Do you mean under effective type rules, or under strict aliasing
rules? As far as I know 'strict aliasing' is defined by GNU/FSF
as part of gcc, and is more restrictive than the effective type
rules of C99 -- in other words, under 'strict aliasing' rules some
programs that are defined under the ISO standard would behave
other than as the ISO standard requires. So it's important
to know which one you are asking about.

Ok so it looks like we agree that the example given by GCC's man page
which is the same as the above one _is_ defined by the standard as a
valid alias case.

However it looks like the Standard doesn't handle the union special case
correctly when it comes to aliasing, since unions remove all
optimisations based on type:

union u { int a; double b; };

/* at that point int can alias double */
int *i;
double *d;

void foo(int *pi, double *pd) { ... }

int main (void)
{
union u u;
i = &u.a;
d = &u.b;
foo(i, d);
}

So 'strict aliasing' seems the correct thing to do.

Two comments:

1. In the context of discussing standard C, I
think it's better not to use the term "strict
aliasing" since it does not have a well-defined
meaning (not counting the meaning that "it's
whatever gcc takes it to mean").

2. The question you bring up is one where the
Standard itself is unclear. There are at least
four different questions, namely, (a) What
does the Standard actually say about this?;
(b) What do people generally take it to mean?;
(c) What did the members of WG14 intend the
Standard to require in this case (and that
is probably different for different members)?;
and (d) What semantics are most in keeping
with how the Standard describes the language
otherwise? As far as I know none of these
questions has a clear answer, so when you
ask about what is "the correct thing to do",
all I can say is it's not clear, even though
I don't know which question you are trying
to answer.

By the way, your example doesn't say whether
the complete union type is visible at the
point where the function foo() is defined,
and this will make a difference, at least in
some cases, in what behavior people expect for
this example.
 
J

Johannes Schaub (litb)

Ben said:
It's purpose is to explain the behaviour of accesses that *are*
permitted. There is no doubt at all that u.a is allowed after setting
u.b so the meaning needs to be explained.
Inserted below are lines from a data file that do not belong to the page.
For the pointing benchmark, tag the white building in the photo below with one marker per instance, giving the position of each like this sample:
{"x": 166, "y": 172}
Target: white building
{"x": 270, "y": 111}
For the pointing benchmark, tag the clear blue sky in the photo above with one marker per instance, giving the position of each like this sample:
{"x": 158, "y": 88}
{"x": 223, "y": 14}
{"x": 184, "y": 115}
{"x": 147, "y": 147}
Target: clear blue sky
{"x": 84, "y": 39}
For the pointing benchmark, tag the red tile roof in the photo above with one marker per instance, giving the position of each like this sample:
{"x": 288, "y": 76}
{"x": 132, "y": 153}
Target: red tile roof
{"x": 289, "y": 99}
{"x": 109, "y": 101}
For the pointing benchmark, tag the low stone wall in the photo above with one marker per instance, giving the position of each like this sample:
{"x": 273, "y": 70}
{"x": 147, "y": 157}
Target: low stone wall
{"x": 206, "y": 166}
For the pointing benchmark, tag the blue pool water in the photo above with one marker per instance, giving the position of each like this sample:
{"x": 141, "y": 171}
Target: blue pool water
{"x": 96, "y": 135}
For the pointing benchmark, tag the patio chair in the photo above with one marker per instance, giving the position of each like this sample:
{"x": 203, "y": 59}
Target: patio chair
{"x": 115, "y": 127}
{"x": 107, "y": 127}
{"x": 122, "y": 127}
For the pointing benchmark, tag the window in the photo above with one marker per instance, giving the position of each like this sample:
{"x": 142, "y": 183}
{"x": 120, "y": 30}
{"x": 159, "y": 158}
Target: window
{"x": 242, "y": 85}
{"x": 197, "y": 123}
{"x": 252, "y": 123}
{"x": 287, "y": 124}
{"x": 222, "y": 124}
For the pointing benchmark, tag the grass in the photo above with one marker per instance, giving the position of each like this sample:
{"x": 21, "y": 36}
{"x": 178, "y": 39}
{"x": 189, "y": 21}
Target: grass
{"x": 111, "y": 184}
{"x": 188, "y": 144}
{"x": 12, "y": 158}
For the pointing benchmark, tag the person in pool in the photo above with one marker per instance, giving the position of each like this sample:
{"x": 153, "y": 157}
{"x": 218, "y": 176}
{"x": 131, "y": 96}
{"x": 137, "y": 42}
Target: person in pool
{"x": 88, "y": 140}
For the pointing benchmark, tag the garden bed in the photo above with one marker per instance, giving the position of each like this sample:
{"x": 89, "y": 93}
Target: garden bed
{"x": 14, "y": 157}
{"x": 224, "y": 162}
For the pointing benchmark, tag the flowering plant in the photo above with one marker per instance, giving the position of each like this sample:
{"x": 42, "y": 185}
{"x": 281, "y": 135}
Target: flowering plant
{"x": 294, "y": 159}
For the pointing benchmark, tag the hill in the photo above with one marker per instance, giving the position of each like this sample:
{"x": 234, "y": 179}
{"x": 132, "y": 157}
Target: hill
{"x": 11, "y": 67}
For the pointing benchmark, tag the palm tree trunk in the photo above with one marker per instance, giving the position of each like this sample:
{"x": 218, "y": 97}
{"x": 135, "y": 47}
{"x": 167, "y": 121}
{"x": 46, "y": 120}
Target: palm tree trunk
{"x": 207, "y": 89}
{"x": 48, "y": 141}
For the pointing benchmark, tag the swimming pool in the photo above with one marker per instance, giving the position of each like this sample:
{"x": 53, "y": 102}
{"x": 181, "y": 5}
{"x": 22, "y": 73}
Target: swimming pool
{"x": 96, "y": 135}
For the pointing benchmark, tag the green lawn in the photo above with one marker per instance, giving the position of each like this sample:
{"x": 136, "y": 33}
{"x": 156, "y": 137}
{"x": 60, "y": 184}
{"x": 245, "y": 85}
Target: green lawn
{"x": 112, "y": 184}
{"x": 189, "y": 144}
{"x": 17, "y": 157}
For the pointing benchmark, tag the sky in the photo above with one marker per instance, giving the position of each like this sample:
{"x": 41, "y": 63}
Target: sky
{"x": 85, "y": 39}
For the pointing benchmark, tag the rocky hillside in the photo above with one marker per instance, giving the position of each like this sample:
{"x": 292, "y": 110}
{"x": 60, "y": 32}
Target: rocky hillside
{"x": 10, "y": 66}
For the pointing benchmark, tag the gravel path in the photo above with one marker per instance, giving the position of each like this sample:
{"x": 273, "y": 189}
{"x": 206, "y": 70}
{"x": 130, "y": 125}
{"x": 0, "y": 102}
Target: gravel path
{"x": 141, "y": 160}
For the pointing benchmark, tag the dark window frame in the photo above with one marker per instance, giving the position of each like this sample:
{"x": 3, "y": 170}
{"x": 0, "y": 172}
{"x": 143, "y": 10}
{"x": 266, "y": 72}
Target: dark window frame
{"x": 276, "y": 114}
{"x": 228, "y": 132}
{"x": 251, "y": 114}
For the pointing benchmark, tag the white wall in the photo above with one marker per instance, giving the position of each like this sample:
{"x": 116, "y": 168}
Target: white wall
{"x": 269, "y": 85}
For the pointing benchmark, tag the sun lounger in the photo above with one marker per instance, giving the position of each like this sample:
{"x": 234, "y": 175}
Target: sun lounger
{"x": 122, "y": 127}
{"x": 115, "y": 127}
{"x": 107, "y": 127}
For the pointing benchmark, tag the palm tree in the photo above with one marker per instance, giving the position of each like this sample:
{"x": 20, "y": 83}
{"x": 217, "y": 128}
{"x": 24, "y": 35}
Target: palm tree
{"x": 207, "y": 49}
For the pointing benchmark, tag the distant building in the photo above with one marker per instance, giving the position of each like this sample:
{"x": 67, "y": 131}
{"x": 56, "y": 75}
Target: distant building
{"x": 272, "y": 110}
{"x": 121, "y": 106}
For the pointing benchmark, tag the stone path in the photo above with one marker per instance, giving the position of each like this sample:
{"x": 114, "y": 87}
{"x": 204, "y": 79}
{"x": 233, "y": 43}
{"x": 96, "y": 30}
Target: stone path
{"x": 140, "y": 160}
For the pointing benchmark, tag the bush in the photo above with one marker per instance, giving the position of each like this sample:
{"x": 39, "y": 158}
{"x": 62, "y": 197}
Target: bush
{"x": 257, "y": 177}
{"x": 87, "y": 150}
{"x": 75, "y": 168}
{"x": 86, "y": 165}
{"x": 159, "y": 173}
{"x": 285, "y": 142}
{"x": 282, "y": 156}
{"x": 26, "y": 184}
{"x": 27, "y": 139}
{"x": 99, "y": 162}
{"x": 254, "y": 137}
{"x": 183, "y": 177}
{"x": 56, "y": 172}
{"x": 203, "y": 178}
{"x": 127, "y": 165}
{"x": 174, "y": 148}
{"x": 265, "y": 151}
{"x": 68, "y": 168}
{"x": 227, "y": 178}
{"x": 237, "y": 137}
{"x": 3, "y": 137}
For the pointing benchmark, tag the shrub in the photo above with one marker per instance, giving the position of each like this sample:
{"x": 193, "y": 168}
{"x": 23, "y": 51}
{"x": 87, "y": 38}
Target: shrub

I don't know what you mean by "broken". Are you saying that the rules
are wrong, i.e. that the example is indeed UB but that you think it
should not be? If you mean that the situation could be clearer, then I
agree.

I think the aliasing rules don't really say what the committee wants it to
say regarding unions.
I presume that "accessed by" (in 6.5 p7) includes the use of u even
though the full expression (u.b) has a non-union type. I don't see any
other sane way to read it.

You can read it as allowing to copy the value of objects that are contained
as membes in an union, struct or array (as elements), by simply copying that
aggregate or union, for example.

If we suppose that it includes the use of the union, behavior would still be
undefined, because we will then have two types that we access the object by:

- The union lvalue
- The double/int lvalue

So reading by the other member will use an union lvalue (so to speak),
right. But the rule says "An object shall have its stored value accessed
only by an lvalue expression that has one of the following types". So it is
not enough that we use the union lvalue. But we will also have to comply for
the double/int lvalue. And then it gets to undefined behavior.
 
J

Johannes Schaub (litb)

Ben said:
It's purpose is to explain the behaviour of accesses that *are*
permitted. There is no doubt at all that u.a is allowed after setting
u.b so the meaning needs to be explained.
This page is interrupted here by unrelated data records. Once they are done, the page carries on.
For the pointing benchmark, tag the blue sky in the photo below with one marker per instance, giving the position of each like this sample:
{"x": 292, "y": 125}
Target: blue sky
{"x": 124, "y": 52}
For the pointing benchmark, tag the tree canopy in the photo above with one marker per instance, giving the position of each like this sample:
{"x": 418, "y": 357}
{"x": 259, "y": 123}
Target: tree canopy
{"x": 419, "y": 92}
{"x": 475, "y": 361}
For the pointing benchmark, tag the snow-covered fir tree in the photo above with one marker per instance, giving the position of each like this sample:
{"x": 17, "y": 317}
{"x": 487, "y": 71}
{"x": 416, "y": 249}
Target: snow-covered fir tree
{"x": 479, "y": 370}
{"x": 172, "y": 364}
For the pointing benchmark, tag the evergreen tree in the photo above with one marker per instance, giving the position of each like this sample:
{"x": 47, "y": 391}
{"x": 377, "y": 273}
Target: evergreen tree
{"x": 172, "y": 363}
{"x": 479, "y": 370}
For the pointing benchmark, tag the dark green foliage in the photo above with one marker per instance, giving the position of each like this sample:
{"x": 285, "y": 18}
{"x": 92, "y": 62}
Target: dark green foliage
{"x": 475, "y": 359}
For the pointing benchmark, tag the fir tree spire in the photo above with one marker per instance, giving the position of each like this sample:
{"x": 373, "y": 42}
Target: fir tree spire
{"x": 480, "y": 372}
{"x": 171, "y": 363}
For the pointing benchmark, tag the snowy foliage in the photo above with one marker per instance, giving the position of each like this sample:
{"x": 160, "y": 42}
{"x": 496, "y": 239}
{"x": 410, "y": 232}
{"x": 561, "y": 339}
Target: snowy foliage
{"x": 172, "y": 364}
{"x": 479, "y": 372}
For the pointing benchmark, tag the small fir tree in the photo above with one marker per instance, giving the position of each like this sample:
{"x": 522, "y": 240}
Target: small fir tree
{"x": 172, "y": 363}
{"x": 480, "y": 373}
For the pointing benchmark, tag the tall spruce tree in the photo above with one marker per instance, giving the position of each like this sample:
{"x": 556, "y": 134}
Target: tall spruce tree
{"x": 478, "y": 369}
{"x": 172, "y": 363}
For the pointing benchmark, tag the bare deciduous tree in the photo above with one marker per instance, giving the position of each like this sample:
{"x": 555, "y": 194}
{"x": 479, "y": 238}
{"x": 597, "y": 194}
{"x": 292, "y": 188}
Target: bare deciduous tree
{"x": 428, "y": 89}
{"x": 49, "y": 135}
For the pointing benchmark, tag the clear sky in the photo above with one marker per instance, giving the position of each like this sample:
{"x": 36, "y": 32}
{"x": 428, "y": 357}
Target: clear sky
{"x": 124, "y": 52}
I don't know what you mean by "broken". Are you saying that the rules
are wrong, i.e. that the example is indeed UB but that you think it
should not be? If you mean that the situation could be clearer, then I
agree.

I think the aliasing rules don't really say what the committee wants it to
say regarding unions.
I presume that "accessed by" (in 6.5 p7) includes the use of u even
though the full expression (u.b) has a non-union type. I don't see any
other sane way to read it.

You can read it as allowing to copy the value of objects that are contained
as membes in an union, struct or array (as elements), by simply copying that
aggregate or union, for example.

If we suppose that it includes the use of the union, behavior would still be
undefined, because we will then have two types that we access the object by:

- The union lvalue
- The double/int lvalue

So reading by the other member will use an union lvalue (so to speak),
right. But the rule says "An object shall have its stored value accessed
only by an lvalue expression that has one of the following types". So it is
not enough that we use the union lvalue. But we will also have to comply for
the double/int lvalue. And then it gets to undefined behavior.

This of course is only true if we don't give the members of the union an own
effective type, but if the effective type of the accessed object is tracked
by the "active member". This is what the C committee seem to say is the case
in their analysis of the DR.
 
F

Francis Moreau

Ben Bacarisse said:
[...]
This is a known issue. The aliasing rules in presence of unions is broken.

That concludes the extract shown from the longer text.